Saturday, October 30, 2010

[Tanah Air] Berlaku Arif untuk Gunung Merapi

-- Mohamad Final Daeng dan Thomas Pudjo Widyanto

TERSEBUTLAH letusan dahsyat gunung berapi yang konon terjadi lebih dari seribu tahun lalu. Saking kuatnya letusan itu, ia mengubur sebuah peradaban manusia yang tengah berada di masa kejayaan Mataram Kuno seputar abad IX.

Seorang perempuan, penduduk Kabupaten Klaten, Jumat (29/10) pagi, menyaksikan Gunung Merapi yang kembali meletus dan memuntahkan material vulkanik dan awan panas. Muntahan Merapi itu meluncur ke arah Kali Gendol, perbatasan Sleman dan Klaten. Aktivitas Merapi tersebut terlihat dari Desa Sidorejo, Kecamatan Kemalang, Kabupaten Klaten, Jawa Tengah. (KOMPAS/IWAN SETIYAWAN)

Kerajaan besar itu pun dipaksa mengalah, pindah ke wilayah lain yang jauh dari amukan sang gunung.

Teori itu dikemukakan Reinout Willem van Bemmelen, seorang ahli geologi Belanda, dalam bukunya berjudul The Geology of Indonesia (1949).

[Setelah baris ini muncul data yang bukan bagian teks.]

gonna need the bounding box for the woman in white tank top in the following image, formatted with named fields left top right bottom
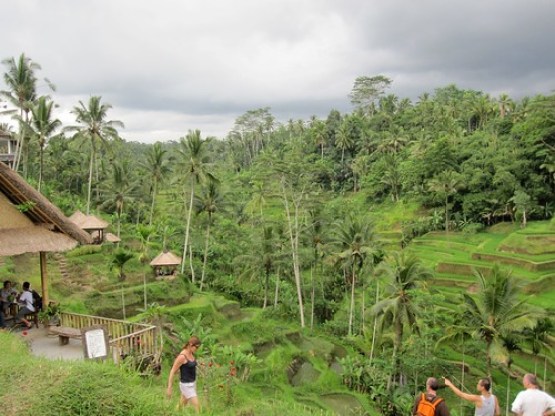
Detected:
left=444, top=377, right=500, bottom=416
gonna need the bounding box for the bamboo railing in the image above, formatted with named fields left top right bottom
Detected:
left=59, top=312, right=160, bottom=364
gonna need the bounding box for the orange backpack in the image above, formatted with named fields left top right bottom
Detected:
left=416, top=393, right=443, bottom=416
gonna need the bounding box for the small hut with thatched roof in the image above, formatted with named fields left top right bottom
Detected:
left=0, top=162, right=92, bottom=306
left=69, top=210, right=110, bottom=244
left=105, top=232, right=121, bottom=244
left=150, top=250, right=182, bottom=278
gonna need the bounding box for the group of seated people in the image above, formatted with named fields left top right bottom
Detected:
left=0, top=280, right=37, bottom=329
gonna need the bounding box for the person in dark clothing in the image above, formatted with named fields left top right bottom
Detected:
left=413, top=377, right=450, bottom=416
left=166, top=336, right=201, bottom=413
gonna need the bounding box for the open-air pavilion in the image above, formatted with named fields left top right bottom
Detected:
left=0, top=163, right=160, bottom=364
left=0, top=162, right=92, bottom=307
left=69, top=210, right=109, bottom=244
left=150, top=250, right=182, bottom=278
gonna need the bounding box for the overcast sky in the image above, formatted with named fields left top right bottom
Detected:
left=1, top=0, right=554, bottom=143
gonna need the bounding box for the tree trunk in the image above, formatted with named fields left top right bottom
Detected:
left=274, top=266, right=280, bottom=307
left=281, top=179, right=304, bottom=327
left=445, top=195, right=449, bottom=232
left=38, top=143, right=44, bottom=193
left=121, top=284, right=126, bottom=320
left=189, top=243, right=195, bottom=283
left=310, top=267, right=315, bottom=330
left=149, top=178, right=158, bottom=226
left=391, top=314, right=403, bottom=389
left=86, top=145, right=94, bottom=215
left=181, top=181, right=195, bottom=274
left=348, top=268, right=356, bottom=336
left=200, top=218, right=211, bottom=291
left=143, top=272, right=147, bottom=310
left=369, top=281, right=379, bottom=365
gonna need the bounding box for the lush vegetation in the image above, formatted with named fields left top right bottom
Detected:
left=1, top=54, right=554, bottom=415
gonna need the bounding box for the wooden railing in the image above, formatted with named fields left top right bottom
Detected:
left=59, top=312, right=161, bottom=364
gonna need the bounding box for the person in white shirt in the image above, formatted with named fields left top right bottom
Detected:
left=16, top=281, right=35, bottom=329
left=511, top=373, right=555, bottom=416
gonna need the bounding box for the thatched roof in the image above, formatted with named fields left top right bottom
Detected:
left=68, top=210, right=87, bottom=225
left=78, top=215, right=109, bottom=230
left=70, top=211, right=109, bottom=230
left=105, top=232, right=121, bottom=243
left=150, top=251, right=182, bottom=267
left=0, top=163, right=92, bottom=256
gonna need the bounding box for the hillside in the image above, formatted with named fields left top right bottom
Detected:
left=1, top=220, right=553, bottom=415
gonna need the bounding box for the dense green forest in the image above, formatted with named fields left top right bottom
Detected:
left=1, top=54, right=554, bottom=415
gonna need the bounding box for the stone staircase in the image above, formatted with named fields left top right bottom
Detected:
left=52, top=252, right=71, bottom=281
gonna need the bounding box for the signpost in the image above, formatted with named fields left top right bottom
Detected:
left=82, top=325, right=109, bottom=360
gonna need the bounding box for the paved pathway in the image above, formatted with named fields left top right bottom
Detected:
left=16, top=326, right=84, bottom=360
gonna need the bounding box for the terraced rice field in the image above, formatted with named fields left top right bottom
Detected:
left=407, top=221, right=555, bottom=312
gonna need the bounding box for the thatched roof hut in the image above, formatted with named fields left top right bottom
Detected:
left=0, top=162, right=92, bottom=306
left=150, top=251, right=182, bottom=278
left=69, top=211, right=109, bottom=244
left=68, top=210, right=87, bottom=226
left=150, top=251, right=182, bottom=266
left=105, top=232, right=121, bottom=243
left=0, top=164, right=92, bottom=254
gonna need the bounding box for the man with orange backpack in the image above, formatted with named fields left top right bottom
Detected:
left=412, top=377, right=451, bottom=416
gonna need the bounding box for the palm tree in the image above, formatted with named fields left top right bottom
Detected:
left=176, top=129, right=217, bottom=275
left=372, top=252, right=432, bottom=387
left=311, top=120, right=327, bottom=159
left=436, top=320, right=474, bottom=415
left=24, top=96, right=61, bottom=192
left=1, top=53, right=41, bottom=174
left=194, top=181, right=224, bottom=291
left=111, top=248, right=134, bottom=320
left=142, top=142, right=171, bottom=225
left=335, top=122, right=354, bottom=165
left=428, top=170, right=463, bottom=232
left=99, top=161, right=137, bottom=238
left=234, top=225, right=283, bottom=309
left=521, top=318, right=554, bottom=385
left=65, top=96, right=124, bottom=214
left=461, top=265, right=540, bottom=379
left=330, top=216, right=379, bottom=336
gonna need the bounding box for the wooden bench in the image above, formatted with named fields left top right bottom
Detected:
left=48, top=326, right=82, bottom=345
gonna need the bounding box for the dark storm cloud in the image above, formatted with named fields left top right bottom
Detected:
left=1, top=0, right=554, bottom=142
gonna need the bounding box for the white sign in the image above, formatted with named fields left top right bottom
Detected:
left=83, top=326, right=109, bottom=360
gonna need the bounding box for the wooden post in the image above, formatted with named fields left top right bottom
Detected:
left=40, top=251, right=49, bottom=308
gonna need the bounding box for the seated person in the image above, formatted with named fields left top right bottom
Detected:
left=1, top=280, right=18, bottom=316
left=16, top=281, right=35, bottom=329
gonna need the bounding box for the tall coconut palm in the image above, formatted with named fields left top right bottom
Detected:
left=111, top=248, right=134, bottom=320
left=335, top=122, right=354, bottom=165
left=65, top=96, right=124, bottom=214
left=194, top=181, right=224, bottom=291
left=428, top=170, right=463, bottom=232
left=25, top=96, right=61, bottom=192
left=234, top=225, right=285, bottom=309
left=311, top=119, right=327, bottom=159
left=462, top=265, right=540, bottom=379
left=142, top=142, right=171, bottom=225
left=330, top=216, right=379, bottom=336
left=521, top=318, right=554, bottom=384
left=99, top=161, right=137, bottom=238
left=1, top=53, right=41, bottom=174
left=176, top=129, right=217, bottom=275
left=372, top=252, right=432, bottom=388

Gunung yang dimaksud adalah Merapi yang terletak di perbatasan Jawa Tengah dan Daerah Istimewa Yogyakarta.

Van Bemmelen bahkan berani mengatakan bahwa letusan dahsyat pada tahun 1006 itulah yang juga mengubur Candi Borobudur, yang berjarak sekitar 30 kilometer arah barat Merapi. Teori Bemmelen ini bersinggungan dengan mitos Roro Jonggrang—sosok sentral dalam Candi Prambanan—yang juga menceritakan kedahsyatan letusan Merapi. Peperangan antara Bandung Bondowoso dan Prabu Boko (ayah Roro Jonggrang yang menolak pinangan Bandung Bondowoso) berlangsung seru dan berhari-hari. Begitu dahsyatnya peperangan, sampai membuat Merapi meletus dan menyebar luas ke mana-mana.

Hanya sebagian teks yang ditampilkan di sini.